Somehow in the course of our lunch conversation, we began all listening to my Vietnamese colleague, who had grown up while Vietnam’s economic policy was still very Communistic, and when the Soviet Union was still going strong. “People used to be better to each other, because they were poor together. They got the same amount of money and it was very little. So you help each other out and suffer together. Then… once there was money to fight over, they started fighting.”
It was an amusing topic for us to discuss at lunch, because to some extent, of course, our livelihoods depend on a capitalistic economy. I couldn’t help thinking, though, about what he had said. There seemed almost a romanticisation of poverty in what he was saying—or at least the potential for that—which is something many are naturally wary about. After all, if we romanticise poverty, doesn’t that excuse us from using our relative abundance to help those with less? Doesn’t that line of reasoning legitimise a kind of paternalistic not-helping, if the rich man had said to Lazarus, “being poor is good for you, so just keep being poor!” and resumed his banquet. And along the same line of reasoning, what about “Blessed are the poor”? Now there’s divine sanction for leaving materially poor people to be poor because it’s apparently better for them…

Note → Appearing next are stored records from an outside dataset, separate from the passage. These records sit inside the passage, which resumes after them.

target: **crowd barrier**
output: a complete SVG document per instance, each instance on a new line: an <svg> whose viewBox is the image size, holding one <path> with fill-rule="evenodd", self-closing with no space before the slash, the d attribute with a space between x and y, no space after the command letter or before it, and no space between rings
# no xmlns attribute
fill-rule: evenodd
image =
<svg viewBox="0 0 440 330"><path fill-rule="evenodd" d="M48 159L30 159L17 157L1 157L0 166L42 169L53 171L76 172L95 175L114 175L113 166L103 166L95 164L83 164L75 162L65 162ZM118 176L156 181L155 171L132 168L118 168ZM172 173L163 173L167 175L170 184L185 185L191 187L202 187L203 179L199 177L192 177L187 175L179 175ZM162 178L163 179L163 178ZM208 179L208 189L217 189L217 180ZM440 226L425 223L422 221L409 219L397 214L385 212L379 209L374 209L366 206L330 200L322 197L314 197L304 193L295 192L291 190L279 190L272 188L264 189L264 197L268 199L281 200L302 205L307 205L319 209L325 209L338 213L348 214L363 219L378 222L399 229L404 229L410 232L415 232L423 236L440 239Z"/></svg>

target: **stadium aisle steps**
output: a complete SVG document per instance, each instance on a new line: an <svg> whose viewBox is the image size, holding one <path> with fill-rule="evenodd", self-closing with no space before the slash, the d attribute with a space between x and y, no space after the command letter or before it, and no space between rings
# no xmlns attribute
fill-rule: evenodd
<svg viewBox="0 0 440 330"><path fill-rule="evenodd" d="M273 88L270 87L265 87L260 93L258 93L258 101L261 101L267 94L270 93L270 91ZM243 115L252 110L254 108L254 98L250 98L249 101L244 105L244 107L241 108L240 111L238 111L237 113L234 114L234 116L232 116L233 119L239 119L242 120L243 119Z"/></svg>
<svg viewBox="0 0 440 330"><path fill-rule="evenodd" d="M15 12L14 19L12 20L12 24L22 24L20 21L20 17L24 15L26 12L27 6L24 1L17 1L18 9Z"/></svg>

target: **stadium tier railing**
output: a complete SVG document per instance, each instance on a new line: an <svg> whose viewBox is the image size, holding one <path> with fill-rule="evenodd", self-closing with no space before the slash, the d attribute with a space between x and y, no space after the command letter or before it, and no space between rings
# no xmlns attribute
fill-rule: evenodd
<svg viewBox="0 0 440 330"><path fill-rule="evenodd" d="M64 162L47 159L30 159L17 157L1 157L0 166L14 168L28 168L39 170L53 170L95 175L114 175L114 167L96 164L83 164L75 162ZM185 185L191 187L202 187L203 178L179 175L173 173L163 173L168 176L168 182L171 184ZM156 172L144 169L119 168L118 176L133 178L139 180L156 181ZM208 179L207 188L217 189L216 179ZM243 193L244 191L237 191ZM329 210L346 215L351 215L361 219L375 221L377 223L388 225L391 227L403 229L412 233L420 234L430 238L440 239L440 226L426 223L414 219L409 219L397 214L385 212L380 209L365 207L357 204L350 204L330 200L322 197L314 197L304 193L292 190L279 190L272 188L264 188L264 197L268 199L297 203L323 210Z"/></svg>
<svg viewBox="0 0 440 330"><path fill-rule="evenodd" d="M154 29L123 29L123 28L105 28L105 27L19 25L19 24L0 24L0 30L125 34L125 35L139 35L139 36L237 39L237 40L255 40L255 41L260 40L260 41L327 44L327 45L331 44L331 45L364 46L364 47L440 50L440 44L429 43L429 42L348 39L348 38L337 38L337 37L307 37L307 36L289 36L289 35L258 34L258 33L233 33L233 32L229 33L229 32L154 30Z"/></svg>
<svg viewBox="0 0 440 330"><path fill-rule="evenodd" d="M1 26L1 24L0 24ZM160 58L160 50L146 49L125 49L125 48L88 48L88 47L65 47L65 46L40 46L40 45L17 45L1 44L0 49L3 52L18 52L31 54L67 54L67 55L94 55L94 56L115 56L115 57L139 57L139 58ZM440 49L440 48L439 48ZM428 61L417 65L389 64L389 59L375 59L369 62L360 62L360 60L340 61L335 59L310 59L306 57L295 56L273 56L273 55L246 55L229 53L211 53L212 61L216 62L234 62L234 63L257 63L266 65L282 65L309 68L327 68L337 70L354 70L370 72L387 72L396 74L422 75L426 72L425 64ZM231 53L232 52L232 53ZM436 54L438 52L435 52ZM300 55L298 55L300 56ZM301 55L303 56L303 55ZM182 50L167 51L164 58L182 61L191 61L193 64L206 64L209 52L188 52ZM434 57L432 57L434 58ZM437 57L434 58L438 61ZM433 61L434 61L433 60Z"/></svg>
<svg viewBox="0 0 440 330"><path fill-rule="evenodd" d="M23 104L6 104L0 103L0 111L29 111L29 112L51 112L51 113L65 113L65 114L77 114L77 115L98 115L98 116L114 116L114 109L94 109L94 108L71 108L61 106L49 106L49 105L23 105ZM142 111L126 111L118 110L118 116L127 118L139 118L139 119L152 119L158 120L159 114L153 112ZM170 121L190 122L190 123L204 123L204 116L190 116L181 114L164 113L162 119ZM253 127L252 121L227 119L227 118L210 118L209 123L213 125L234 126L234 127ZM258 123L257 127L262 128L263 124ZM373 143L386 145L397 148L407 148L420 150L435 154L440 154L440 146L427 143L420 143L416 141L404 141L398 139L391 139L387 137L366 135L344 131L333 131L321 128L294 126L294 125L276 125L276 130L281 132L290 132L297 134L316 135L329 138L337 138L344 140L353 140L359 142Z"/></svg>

All these are, to some extent, true. In fact, in the examples of the saints and in the very character of religious life, we see hints of something even more radical in how the Church has interpreted this beatitude. It is more than “Blessed are the people who are poor right now”—it’s “blessed are the people who will leave house, home, and inheritance to become poor.” Some among us are called to seek to be poor.
But for what? For poverty’s own sake—that is, for the sake of being in a state of need? What kind of ingratitude is that, to throw away all kinds of riches that poor people would want, and to go and join them in the experience of poverty? No, poverty itself that is a physical state to be sought out. For Christ’s own words command us to aid the poor and those in need, and advise us that whenever we do such a thing, we are helping His own self:
For I was hungry, and you gave me to eat; I was thirsty, and you gave me to drink; I was a stranger, and you took me in: Naked, and you covered me: sick, and you visited me: I was in prison, and you came to me. Then shall the just answer him, saying: Lord, when did we see thee hungry, and fed thee; thirsty, and gave thee drink? And when did we see thee a stranger, and took thee in? or naked, and covered thee? Or when did we see thee sick or in prison, and came to thee? And the king answering, shall say to them: Amen I say to you, as long as you did it to one of these my least brethren, you did it to me. (Matthew 25:35-40)
The state of need, we can see, is not one that we should leave people in. But then what is poverty good for? To answer this, let us return to my colleague’s story.
He tells a materialist’s story: when there was no money, people were better; when there was more money, people started getting nasty. (Caveat: correlation is not causation, and I’m sure he knows that; but let’s just do this cool rhetorical thing that lets me recapitulate the beginning.) But really, his is a story of the human condition, and the human inclination to grasping for power and control. We want to win, and to get more than we already have; wasn’t that behind the first Fall, the promise of more? Even though our first parents could eat and drink their fill and enjoy the presence of God, it was suggested to them that they could have more—and the rest is history, and the rest is history repeating itself as we keep making the same mistake.
When we don’t think that we want more—whether it’s because we’re fairly certain that we can’t get more, or simply because we are grateful for all we have and happily accepting anything God will give us and detached from whatever we do own—then, undistracted by the promise of wealth and gain and power, we can pay attention to the things that matter: God, virtue, … and become immeasurably rich in the contemplation of the things of God, and in the love of man. In that vein, it’s possible to be materially poor but spiritually rich.
The problem most of us have, and which my colleague’s anecdote made mention of, is that it’s far too easy to become spiritually impoverished and materially rich. I feel it too, whenever I have a small windfall or a new cherished trinket, and react with instinctual horror at the thought of its dissipation or loss. But that’s what honesty (to not take what is not yours) and alms-giving (to give away what is yours) are important, although sometimes they feel like you’re getting your teeth pulled out.